À dix-huit jours de là, ayant convoqué tous ses barons, il prit à femme Iseut la Blonde. Mais, lorsque vint la nuit, Brangien, afin de cacher le déshonneur de la reine et pour la sauver de la mort, prit la place d’Iseut dans le lit nuptial. En châtiment de la male garde qu’elle avait faite sur la mer et pour l’amour de son amie, elle lui sacrifia, la fidèle, la pureté de son corps ; l’obscurité de la nuit cacha au roi sa ruse et sa honte.
Les conteurs prétendent ici que Brangien n’avait pas jeté dans la mer le flacon de vin herbé, non tout à fait vidé par les amants ; mais qu’au matin, après que sa dame fut entrée à son tour dans le lit du roi Marc, Brangien versa dans une coupe ce qui restait du philtre et la présenta aux époux ; que Marc y but largement et qu’Iseut jeta sa part à la dérobée.

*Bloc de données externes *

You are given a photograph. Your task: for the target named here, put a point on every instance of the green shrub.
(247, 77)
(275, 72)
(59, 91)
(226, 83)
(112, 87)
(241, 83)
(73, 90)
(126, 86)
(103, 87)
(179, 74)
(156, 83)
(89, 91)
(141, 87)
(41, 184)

Mais sachez, seigneurs, que ces conteurs ont corrompu l’histoire et l’ont faussée. S’ils ont imaginé ce mensonge, c’est faute de comprendre le merveilleux amour que Marc porta toujours à la reine. Certes, comme vous l’entendrez bientôt, jamais, malgré l’angoisse, le tourment et les terribles représailles, Marc ne put chasser de son cœur Iseut ni Tristan : mais sachez, seigneurs, qu’il n’avait pas bu le vin herbé. Ni poison, ni sortilège ; seule, la tendre noblesse de son cœur lui inspira d’aimer.